Ranking the best of each major championship in the 2010s
Best of the Masters: Tiger Woods wins his fifth green jacket in 2019
Was Tiger Woods winning the 2019 Masters the easy, obvious call? Of course it was. Does it hurt that Tiger’s resurgence to the top of the game has brought an incredible renewal in golf’s popularity overall? Absolutely not.
However, if I asked you to be completely honest and tell me if you saw this coming as little as two or three years ago? Heck, even as an unabashed Tiger fan, I was losing that faith for a while, so I wouldn’t have blamed you.

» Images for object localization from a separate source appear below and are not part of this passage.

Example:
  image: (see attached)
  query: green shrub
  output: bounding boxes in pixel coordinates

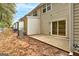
[0,21,6,28]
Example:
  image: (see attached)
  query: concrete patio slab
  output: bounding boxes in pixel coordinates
[30,34,70,52]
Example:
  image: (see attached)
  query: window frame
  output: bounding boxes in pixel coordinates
[52,19,66,36]
[33,11,37,16]
[58,20,66,36]
[42,3,52,14]
[47,3,51,11]
[52,21,57,35]
[42,4,46,13]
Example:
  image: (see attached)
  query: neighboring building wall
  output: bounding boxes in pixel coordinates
[13,23,18,29]
[73,4,79,41]
[19,20,24,31]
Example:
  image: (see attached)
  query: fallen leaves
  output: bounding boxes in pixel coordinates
[0,28,29,56]
[0,28,68,56]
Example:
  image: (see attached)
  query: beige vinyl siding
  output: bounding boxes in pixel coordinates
[73,4,79,40]
[23,16,27,34]
[27,8,41,16]
[25,4,71,51]
[37,8,41,16]
[28,12,33,16]
[40,3,69,37]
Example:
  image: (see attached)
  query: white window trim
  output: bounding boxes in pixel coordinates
[50,18,67,37]
[42,4,46,13]
[57,21,59,35]
[42,3,52,14]
[52,21,57,35]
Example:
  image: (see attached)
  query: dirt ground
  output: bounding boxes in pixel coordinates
[0,29,68,56]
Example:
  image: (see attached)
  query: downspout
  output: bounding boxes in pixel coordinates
[69,3,74,55]
[17,22,19,36]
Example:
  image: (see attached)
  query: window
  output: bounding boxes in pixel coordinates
[33,11,37,16]
[52,22,57,34]
[43,4,46,13]
[42,3,52,13]
[52,20,66,36]
[59,20,66,36]
[47,3,51,11]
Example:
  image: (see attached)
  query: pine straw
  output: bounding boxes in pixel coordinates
[0,28,68,56]
[0,28,29,56]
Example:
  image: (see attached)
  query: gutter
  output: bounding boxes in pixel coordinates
[69,3,74,55]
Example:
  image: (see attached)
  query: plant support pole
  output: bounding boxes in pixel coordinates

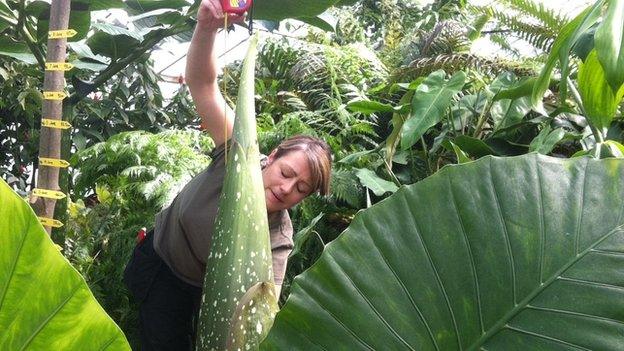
[31,0,71,235]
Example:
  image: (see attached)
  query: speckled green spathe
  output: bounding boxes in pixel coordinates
[196,34,277,351]
[262,154,624,350]
[0,178,130,350]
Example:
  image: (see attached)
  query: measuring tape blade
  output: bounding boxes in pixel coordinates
[33,188,66,200]
[39,157,70,168]
[41,118,71,130]
[38,217,64,228]
[48,29,77,39]
[45,62,74,71]
[43,91,67,100]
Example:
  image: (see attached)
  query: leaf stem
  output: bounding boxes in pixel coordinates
[567,77,604,144]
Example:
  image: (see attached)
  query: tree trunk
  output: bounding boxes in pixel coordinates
[31,0,71,236]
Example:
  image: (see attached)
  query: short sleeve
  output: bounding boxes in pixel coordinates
[269,210,294,285]
[271,242,293,285]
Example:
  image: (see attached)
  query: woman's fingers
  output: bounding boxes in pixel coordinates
[200,0,249,28]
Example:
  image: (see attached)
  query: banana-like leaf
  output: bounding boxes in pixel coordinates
[401,70,466,150]
[262,154,624,350]
[578,50,624,135]
[531,0,604,114]
[196,34,278,351]
[594,0,624,93]
[0,179,130,350]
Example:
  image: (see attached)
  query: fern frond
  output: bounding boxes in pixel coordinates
[476,5,557,51]
[394,53,537,81]
[330,168,363,208]
[500,0,568,33]
[420,21,471,56]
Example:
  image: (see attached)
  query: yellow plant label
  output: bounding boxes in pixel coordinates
[48,29,77,39]
[43,91,67,100]
[45,62,74,71]
[41,119,71,129]
[39,157,70,168]
[33,188,66,200]
[39,217,64,228]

Let’s even revisit the thoughts from the man himself. At the 2017 Masters Champions Dinner, Woods had to have a pain-relieving injection just to get through the ridiculous back pain he was suffering from. Sir Nick Faldo heard Woods tell another Masters champion “I’m done, I won’t play golf again.” Woods acknowledged that when he accepted the Golf Writers Association of America’s Ben Hogan award in late 2018.
"“Golf was not in my near future or in the distant future,” Woods said in his speech. “I knew I was going to be part of the game, but playing the game, I couldn’t even do that with my son Charlie. I couldn’t putt in the backyard.”"
Tiger returned to the winner’s circle in 2018 at the TOUR Championship, so his run at Augusta this year wasn’t exactly an out of nowhere moment, but that doesn’t diminish how incredible it was. As the final round came to a peak on the second nine, the momentum felt like it shifted towards the inevitable moment even before Woods finally took the lead on No. 15.
Woods has had some of the most iconic moments of his career at the hallowed grounds of Augusta National, but to me, the win that looked like it would never come is easily among the greatest of all time.
Honorable Mentions
As great as Tiger’s Masters win was, I have to give a nod to two others from the last decade. Adam Scott holding off Angel Cabrera in a playoff in 2013 was a tremendous moment for a player who had struggled with his game over the previous years, and broke through to win the first Masters for Australia.
The other close runner-up was Jordan Spieth in 2015. He came so close to winning the tournament in his first try the year before, but he left nothing to doubt in his second time out. Spieth went to the 18th green on Sunday with a chance to set the all-time Masters scoring record at 19-under, and even though he didn’t set the new mark, he has been so good at Augusta that it would have been impossible not to include him here.